Abir, mon amie de toujours. Celle qui a partagé les bancs de la maternelle. Les tables du primaire. Et les amoureux du secondaire. Celle que j’ai perdue pendant plus de trente ans puis retrouvée. Souvenirs tendres de nos disputes. De nos rires. A Nice. A Tripoli. J’ai encore le goût de ce café bu avec toi en mars 2010 sur une terrasse de la vieille ville de Tripoli. Balbutiements timides de cafés. La vie qui reprend. Anesthésie d’un peuple. Il continue à subir. Silencieux. Soumis. Heureux de revivre. Espoirs. Fatigués. L’ennui. Toujours bien incrusté. Facebook était pour toi ton terrain de jeux. Ta bouffée de liberté. D’oxygène. Ton défouloir. Le mien aussi. On se faisait des petits cadeaux à coup de Françoise Hardy et Dalida. Naïves. Peut-être. Gamines qui refusent de grandir. Histoires d’amour. D’amitié. Des mecs. Des nanas. Des ruptures. Des réconciliations. La vie. Juste la vie qui continue à battre.Cette vie que ce mec terrible est en train de voler à chaque libyen. Un par un. Zenga zenga. Ruelles ruelles. C’est devenu une chanson branchée. Elle ne me fait pas rire. A peine sourire.Quarante deux ans de torture ne fait plus rire. Elle fait hurler de désespoir. De douleur. Calvaire sans fin. Rage blessée qui n’en peut plus. Cris profonds des mères. Celles qui ont perdu un enfant porté, nourri, aimé, bercé, endormi pour toujours. Kidnappé si injustement par un seul mec. Mais quel est le nom de ce mec ? Je ne peux pas l’écrire. Il me fait trembler. De haine. De frayeur. Trop croisé le regard de mon père. Trop entendu ses hurlements. Trop vu ses larmes d’impuissance. Je ne veux plus me taire.

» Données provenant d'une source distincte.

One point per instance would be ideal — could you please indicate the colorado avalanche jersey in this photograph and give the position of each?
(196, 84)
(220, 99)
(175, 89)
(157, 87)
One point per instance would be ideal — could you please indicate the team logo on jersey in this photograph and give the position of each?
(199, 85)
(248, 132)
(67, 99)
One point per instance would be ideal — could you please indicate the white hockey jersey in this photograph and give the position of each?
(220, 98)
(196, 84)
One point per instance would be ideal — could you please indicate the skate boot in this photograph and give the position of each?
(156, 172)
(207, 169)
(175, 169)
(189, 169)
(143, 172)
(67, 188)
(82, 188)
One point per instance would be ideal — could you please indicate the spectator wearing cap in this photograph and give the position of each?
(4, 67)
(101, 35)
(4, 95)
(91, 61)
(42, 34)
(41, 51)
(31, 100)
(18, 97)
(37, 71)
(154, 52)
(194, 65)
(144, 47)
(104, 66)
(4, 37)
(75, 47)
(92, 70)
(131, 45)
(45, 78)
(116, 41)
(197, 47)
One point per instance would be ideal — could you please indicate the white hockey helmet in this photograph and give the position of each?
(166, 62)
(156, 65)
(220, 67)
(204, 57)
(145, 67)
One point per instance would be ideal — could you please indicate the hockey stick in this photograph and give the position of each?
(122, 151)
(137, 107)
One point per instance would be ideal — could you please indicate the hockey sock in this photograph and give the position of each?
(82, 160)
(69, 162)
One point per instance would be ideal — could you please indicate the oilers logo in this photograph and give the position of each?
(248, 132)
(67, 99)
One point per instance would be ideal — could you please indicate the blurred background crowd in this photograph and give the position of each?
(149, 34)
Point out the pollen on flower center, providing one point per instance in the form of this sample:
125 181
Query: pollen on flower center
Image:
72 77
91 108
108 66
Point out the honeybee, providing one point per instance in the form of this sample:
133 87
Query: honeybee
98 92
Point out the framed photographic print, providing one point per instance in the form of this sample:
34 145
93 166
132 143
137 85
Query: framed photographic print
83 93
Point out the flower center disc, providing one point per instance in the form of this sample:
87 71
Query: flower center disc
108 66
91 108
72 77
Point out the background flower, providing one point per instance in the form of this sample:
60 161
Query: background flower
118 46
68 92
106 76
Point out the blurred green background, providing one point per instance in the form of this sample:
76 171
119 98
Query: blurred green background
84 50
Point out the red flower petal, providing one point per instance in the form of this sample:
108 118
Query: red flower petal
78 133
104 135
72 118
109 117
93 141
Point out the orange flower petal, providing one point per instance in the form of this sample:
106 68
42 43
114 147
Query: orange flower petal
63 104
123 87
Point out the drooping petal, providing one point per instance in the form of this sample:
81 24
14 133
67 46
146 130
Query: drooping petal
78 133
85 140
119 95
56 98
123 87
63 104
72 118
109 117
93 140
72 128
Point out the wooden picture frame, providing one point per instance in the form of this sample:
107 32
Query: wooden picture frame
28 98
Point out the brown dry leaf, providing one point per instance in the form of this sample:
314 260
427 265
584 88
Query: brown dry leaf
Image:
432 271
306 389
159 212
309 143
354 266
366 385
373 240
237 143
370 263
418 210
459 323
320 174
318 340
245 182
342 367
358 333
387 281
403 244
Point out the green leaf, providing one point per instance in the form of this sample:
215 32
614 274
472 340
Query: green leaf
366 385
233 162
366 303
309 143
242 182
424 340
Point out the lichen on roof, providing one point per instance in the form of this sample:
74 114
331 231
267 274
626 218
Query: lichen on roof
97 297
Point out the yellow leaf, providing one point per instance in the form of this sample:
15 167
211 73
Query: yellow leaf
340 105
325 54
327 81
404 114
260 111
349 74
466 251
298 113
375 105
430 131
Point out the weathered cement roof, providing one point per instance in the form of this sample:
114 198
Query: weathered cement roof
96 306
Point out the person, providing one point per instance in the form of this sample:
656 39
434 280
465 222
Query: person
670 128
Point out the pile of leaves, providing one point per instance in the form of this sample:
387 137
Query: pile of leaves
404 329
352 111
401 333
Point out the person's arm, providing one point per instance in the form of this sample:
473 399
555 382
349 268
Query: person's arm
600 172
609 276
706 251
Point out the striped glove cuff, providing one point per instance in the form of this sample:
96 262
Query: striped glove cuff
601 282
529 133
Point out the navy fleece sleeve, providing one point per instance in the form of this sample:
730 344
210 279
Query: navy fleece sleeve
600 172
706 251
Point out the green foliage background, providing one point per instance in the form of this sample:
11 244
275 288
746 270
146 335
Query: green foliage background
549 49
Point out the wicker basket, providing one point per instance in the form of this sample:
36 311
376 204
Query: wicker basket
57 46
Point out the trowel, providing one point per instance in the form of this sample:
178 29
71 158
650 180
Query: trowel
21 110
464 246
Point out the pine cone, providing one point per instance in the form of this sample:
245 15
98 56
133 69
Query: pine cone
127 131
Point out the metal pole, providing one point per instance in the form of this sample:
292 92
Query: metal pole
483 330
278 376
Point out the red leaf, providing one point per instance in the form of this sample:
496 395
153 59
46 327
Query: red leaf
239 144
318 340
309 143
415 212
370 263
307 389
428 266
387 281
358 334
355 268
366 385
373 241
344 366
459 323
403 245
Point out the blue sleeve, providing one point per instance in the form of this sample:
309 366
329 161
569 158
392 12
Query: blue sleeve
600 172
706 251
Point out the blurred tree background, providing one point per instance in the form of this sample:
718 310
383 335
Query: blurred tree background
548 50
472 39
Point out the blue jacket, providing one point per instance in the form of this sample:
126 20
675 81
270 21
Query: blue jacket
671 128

Abir, mon amie otage d’un mec que tu n’as pas choisi je suis là. A quelques milliers de kilomètres de toi mais si proche. Les jours de M. le maudit sont comptés. Il ira rejoindre dans les ténèbres ses semblables. Il se désintégrera tel un météorite. Nos mémoires mettront du temps pour l’oublier. En chacun de nous restera gravée à jamais cette cicatrice profonde. Balafre indélébile. La vie sera plus forte. Elle recouvrira nos peines et nos chagrins. Notre mer au fidèle turquoise et reflets argentés sera toujours là pour nous consoler. Ce sera notre rendez-vous. Prends nous s’il-te plait une grande et belle table. On sera plusieurs.